Дочки сотника призадумались так, будто встал вопрос о выборе платьев для ассамблеи у гетмана.
– Что, боитесь за косы своей любимой Ясиночки? – усмехнулась Ребекка.
– Да нет, Микитка не тронет, он – дурачок, – ответила Лиза, – но он сюда не гоняет стадо на водопой. Тут место хорошее, и ему запретили портить его. Гоняет он стадо ниже, вон за тот остров!
– Какая разница, твою мать, куда он его гоняет?
– Дура ты, Лиза! – высокомерно одобрила мысль Ребекки Маришка, и, также сев, взяла карты, лежавшие на песке. Уселась и Лиза. Сдали. Сыграли. Младшая дура осталась дурой. Маришка, ойкнув, хлопнула её картой по носу.
– Иди, панночка! Да смотри, береги товар! Жених того стоит.
– Да от кого беречь-то? – презрительно усмехнулась Лиза, вставая, – все знают, что он дурак!
– Но, может, быки умнее?
Лиза пошла, развязно виляя бёдрами. Старшая панночка и Ребекка, стоя на четвереньках, зорко следили за ней сквозь стебли.

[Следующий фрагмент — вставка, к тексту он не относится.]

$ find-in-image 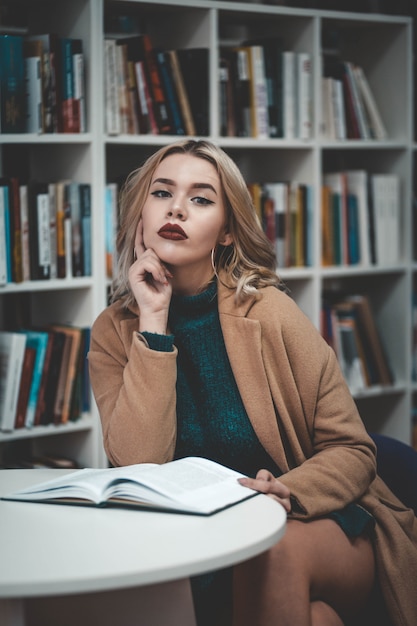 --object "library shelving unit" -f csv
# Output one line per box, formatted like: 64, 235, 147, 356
0, 0, 417, 466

Весело было Лизе. Подходя к стаду, она надёргала васильков с ромашками. Часть цветов была выдрана ею с корнем. Борзые псы, увидев её, поджали хвосты и спрятались за коров. Коровы остановились. Прошмыгнув между одной из них и быком со злыми глазами, панночка очутилась лицом к лицу с пастухом. Но это был не Микитка. Перед нею стоял, играясь кнутом, Грицко. При виде невесть откуда взявшейся голой панночки он застыл и выронил кнут. Коленки у панночки подогнулись. Она попятилась и прижалась спиной к быку. Бык не обратил на неё внимания. Он глядел на коров. Молчание длилось долго. Наконец, панночка, прикрыв срам букетиком, улыбнулась.
– Здравствуй, Грицко! А Микитка где?
– Он проколол ногу, – пробормотал Грицко, подбирая кнут, – я нынче вместо него скотину пасу.
Глаза у Грицка горели. Это вдруг стало нравиться панночке.
– Я хотела ему сказать, чтоб он не поил коров на песочке, – вымолвила она, делая красивые жесты левой рукою, – Мы там сегодня купаемся.
– Так ведь он их там никогда не поит! Ещё года три назад вы ему набили за это морду.
– Ну, мало ли! А ты правда любишь меня, Грицко?
Грицко промолчал. Панночку кусали крупные оводы. Лишь теперь почувствовав это, она отчаянно замахала букетом и заругалась:
– Кыш, кыш, проклятые! Вот заразы!
Бык отошёл. Увидав ромашку, затоптанную его копытами, панночка повернулась к пастуху задом и наклонилась к ней, да ещё присела.
– Ой, бедная моя, бедная! Глупый бык!
Грицко, глотая слюну, растерянно поглядел, как она дерёт цветок с корнем, и, тряхнув чубом, кинулся бегом к хутору.